In April 2014, I was laid off for the first time. I now have to begin looking for work in Texas, my home for 4 years.
I begin the job search in my time-honored fashion: I get other people to do the hard work for me. This is how I demonstrate my management skills.
My people reach out to other people. Feelers are sent out. Inquiries made. In the meantime, I update my resume. What to me looked minimalist and stylish (it had got me my recently held job, after all) was now apparently “old-fashioned” and “too brief.” I added centered headings, a shameless, perhaps shamefully boastful, list of accomplishments, and detail, detail, detail.
References, I bragged, were very much available upon request. They are sitting by the phone, I assured my theoretical next employer. They can’t wait to tell you how great I am. You just have to ask…
In time, and not too much time, I started to hear back. I am “delightful and skilled”; I am “impressive,” as is my resume.
But no one is currently in a position to offer me gainful employment.
When my desktop keeps shutting itself down, but no one can find anything wrong with it, I switch to the emergency laptop – the one that needs a new battery but is fine as long as you keep it plugged in. I plow on because the alternative is to be plowed under.
And where would be the fun in that?
At times like this, times of quiet desperation, the basics are important. Feeling like I was doing something practical and useful became essential. Finances became paramount. Some expenses were fixed, like rent. I had recently signed a new lease. Other spending was very much optional. I decided to keep my Amazon Prime, for instance, but I cancelled Netflix and Loot Crate as soon as I got the news; I’m not even sure if I can cancel Prime. And if the time comes when I really need that $99 (plus tax), then it’s too late by then, isn’t it?

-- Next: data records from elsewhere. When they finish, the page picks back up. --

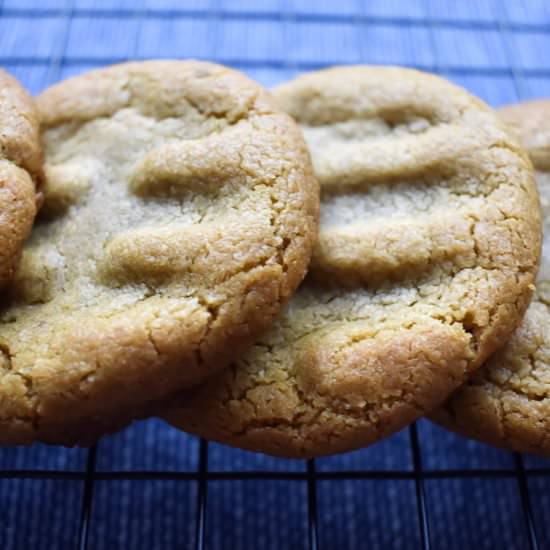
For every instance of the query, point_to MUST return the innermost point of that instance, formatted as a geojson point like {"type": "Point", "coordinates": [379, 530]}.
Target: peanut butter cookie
{"type": "Point", "coordinates": [429, 245]}
{"type": "Point", "coordinates": [179, 216]}
{"type": "Point", "coordinates": [507, 401]}
{"type": "Point", "coordinates": [20, 171]}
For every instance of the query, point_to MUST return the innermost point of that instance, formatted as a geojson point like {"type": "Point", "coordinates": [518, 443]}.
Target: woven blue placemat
{"type": "Point", "coordinates": [497, 49]}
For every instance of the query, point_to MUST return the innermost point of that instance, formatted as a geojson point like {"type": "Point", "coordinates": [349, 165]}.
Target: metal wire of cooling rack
{"type": "Point", "coordinates": [61, 58]}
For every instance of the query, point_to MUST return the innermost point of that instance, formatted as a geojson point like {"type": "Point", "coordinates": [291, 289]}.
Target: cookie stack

But more than Amazon Prime, and the weird and wonderful series Hannibal that I got addicted to, there was the issue of people.
Although Hell may well be other people, I am most certainly not an island (to artfully, perhaps even delightfully, mix my clichés). And if I did turn out to be an island, I’m the kind that needs a regular ferry-full of tourists to visit me, preferably to bring cake. This role falls chiefly to my magnificent future wife. I am, however, also receiving overly-familiar hugs from older ladies of my acquaintance. When so many people are cast adrift at the same time, they tend to cling together. Lunches, email updates, social media – all come to the fore at times like this. Gossip is in plentiful supply; and I’ve never had so many Facebook friends. My LinkedIn page has never been busier.
This is what it must feel like to be a minor Internet celebrity (or maybe someone rumored to be dating one of the lesser-known royals, but it turns out they just happened to be standing together at a bar). I have that level of attention, but on a much smaller scale. No one is asking for my autograph yet. Or offering to give me money if I claim to prefer this deodorant over that one.
But, for now, the attention is not only nice, it’s a necessity. I’m not alone, we’re all in this together, and all that jazz. A success for one of us becomes proof that success is possible for any of us. I cling to other people’s successes as evidence that it could very well be my turn next.
I sit by the phone with all digits crossed, with one eye on whatever the hell is going on in Hannibal.